安城のおばさんと言うのが朝子の末娘で、恵子と言う今年62歳になる父の叔母だ。


夫は消防士だったが定年になり、両親が残した農地を耕して農業を楽しむつもりだった。


が、やはり一人で黙々と仕事をするのは淋しいのか、日曜日になると、アルバイトと言うことで、野崎の見習い達に声を掛けて来る。


しかし、日曜日は見習い達にとって週に一度の休日。


孝太の指示で、今は由樹が平日に通っている。


足は悪いが、安城へ行く時の自転車ぐらいは大丈夫。


帰りには、野菜がたっぷり入った大きなダンボールを後ろに積んで戻って来る。


孝太は、広志の口添えで入った15歳の由樹が、一日中事務所で働くほどの仕事は無いだろうと考えていた。
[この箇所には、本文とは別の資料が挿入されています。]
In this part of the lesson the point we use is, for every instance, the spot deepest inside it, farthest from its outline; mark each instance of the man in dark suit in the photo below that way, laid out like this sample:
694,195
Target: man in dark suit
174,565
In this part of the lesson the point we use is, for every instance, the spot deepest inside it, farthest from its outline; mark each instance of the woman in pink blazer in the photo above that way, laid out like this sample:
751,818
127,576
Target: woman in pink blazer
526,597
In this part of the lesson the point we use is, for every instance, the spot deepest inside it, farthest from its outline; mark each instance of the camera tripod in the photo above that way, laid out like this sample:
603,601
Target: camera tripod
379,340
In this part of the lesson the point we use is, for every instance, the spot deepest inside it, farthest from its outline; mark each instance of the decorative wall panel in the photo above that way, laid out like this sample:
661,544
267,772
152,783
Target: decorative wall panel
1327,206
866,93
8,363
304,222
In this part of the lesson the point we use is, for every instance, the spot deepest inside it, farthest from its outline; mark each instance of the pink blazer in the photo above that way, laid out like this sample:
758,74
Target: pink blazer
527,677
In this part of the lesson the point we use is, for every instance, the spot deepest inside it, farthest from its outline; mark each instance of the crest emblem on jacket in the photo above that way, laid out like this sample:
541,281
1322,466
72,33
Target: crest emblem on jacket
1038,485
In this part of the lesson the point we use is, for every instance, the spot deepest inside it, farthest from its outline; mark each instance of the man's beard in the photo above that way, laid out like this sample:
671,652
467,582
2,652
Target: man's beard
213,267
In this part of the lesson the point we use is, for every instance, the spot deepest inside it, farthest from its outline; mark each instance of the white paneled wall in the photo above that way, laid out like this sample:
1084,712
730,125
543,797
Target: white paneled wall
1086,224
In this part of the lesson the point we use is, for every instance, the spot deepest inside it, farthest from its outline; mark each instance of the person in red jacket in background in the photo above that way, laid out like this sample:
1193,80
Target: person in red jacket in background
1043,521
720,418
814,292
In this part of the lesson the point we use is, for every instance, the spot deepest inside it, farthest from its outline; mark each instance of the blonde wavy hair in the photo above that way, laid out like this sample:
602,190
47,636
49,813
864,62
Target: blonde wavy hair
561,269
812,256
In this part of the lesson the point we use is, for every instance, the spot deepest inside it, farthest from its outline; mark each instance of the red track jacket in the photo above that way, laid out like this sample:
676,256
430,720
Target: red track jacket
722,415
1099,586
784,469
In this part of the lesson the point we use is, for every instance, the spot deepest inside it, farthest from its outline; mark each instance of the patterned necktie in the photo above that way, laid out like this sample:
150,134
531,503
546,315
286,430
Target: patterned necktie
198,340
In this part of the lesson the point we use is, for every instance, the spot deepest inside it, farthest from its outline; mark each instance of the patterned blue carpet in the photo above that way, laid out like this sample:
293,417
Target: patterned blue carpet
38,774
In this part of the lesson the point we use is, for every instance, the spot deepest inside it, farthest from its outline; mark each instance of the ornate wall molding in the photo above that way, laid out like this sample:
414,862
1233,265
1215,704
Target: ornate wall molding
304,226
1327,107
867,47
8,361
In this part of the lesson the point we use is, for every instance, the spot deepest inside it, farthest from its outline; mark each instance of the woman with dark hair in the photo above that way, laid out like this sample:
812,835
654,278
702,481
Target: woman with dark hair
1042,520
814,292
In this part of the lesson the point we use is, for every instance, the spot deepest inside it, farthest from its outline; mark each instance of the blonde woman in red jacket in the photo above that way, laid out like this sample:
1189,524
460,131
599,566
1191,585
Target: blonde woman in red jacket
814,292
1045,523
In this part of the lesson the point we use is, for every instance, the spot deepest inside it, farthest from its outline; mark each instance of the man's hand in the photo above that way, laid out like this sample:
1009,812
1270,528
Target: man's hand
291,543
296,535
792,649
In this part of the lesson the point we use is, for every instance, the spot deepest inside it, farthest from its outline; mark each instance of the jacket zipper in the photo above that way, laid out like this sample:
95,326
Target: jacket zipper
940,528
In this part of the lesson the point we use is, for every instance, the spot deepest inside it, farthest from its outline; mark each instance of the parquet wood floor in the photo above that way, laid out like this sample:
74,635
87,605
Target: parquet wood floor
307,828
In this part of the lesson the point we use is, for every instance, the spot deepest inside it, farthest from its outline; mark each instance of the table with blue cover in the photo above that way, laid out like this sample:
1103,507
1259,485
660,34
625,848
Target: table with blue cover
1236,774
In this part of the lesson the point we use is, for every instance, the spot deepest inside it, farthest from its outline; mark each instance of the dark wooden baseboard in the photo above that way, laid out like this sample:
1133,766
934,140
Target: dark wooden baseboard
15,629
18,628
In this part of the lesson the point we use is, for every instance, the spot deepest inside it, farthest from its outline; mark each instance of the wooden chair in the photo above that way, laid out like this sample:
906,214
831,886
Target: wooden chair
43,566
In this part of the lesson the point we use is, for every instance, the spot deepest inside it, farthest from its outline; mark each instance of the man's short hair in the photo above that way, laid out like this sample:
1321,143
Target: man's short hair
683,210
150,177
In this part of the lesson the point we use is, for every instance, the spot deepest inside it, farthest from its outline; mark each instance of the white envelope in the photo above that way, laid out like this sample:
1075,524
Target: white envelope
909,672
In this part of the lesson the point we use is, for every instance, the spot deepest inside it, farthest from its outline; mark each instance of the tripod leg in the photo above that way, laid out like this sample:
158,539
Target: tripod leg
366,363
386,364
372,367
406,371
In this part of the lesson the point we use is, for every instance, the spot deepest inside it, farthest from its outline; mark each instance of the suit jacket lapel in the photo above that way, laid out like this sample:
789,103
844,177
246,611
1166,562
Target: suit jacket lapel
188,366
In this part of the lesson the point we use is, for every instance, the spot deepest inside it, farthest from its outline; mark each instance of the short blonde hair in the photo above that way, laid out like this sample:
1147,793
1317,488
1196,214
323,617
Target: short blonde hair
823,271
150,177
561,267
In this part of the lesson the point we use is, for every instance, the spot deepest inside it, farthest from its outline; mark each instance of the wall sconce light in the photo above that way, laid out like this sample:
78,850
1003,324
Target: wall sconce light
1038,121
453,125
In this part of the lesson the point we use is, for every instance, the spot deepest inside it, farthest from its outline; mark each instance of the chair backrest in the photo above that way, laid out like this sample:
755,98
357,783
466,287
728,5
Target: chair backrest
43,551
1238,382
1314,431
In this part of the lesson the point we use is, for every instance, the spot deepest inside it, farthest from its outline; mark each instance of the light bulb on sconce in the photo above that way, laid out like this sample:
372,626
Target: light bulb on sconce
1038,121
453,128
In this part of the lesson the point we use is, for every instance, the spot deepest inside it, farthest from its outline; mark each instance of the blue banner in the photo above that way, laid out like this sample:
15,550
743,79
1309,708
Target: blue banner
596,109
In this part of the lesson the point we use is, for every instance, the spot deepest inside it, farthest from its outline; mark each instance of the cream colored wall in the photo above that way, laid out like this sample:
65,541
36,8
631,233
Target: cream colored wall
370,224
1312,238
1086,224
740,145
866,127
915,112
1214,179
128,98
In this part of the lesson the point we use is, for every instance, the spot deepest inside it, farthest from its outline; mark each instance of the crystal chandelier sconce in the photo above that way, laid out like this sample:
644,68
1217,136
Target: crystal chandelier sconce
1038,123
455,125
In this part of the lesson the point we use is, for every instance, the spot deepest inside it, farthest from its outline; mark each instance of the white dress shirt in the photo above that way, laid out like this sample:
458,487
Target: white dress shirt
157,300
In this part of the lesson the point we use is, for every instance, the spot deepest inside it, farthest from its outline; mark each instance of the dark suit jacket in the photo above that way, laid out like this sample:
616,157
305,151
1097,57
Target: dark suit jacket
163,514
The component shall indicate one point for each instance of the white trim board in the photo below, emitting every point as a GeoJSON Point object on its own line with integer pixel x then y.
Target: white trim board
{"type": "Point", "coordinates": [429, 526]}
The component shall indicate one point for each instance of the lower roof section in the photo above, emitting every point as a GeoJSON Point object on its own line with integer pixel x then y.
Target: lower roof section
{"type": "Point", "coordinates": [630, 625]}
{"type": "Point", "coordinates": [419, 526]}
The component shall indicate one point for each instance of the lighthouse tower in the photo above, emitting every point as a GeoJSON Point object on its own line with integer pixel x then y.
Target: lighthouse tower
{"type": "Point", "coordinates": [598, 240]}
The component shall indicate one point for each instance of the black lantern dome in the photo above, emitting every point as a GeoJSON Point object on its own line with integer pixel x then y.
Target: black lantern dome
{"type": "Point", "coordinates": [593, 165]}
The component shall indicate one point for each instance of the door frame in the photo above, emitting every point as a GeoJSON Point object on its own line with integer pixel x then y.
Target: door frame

そして広志も、由樹がずっと自分の側にいるより外の空気を吸う事も必要だ、と思っている。


そう、安城行きは双方にとって都合が良いのだ。


信也おじさんと言うのは朝子の長男で64歳。


日名に家を構えているが、いろいろな事情で今は単身赴任のように野崎のアパートで一人暮らしをしている。


一度定年退職をして今は二次就職をしているが、時々は野崎の営業を手伝っている。


野崎の営業とは、やはり広志の手伝いの事だ。


信也には妻の貴子と美里(35)、義信(32)、正信(30)と言う子供がいる。


その中の正信は設計士になり、一応は家のガレージの上に小さい事務所を作り独立している。


しかし、たいした仕事は無く、時々は野崎の手伝いと称して、野崎組が昔のよしみで頼まれた個人の家の設計の仕事を回している。


昔の野崎組はとび職から始まって建築一般をこなしていた。


それを覚えている人や家族から、とび職と看板を出していても話が来るのだ。


そして今の野崎組にも、それに応えられる職人がいる。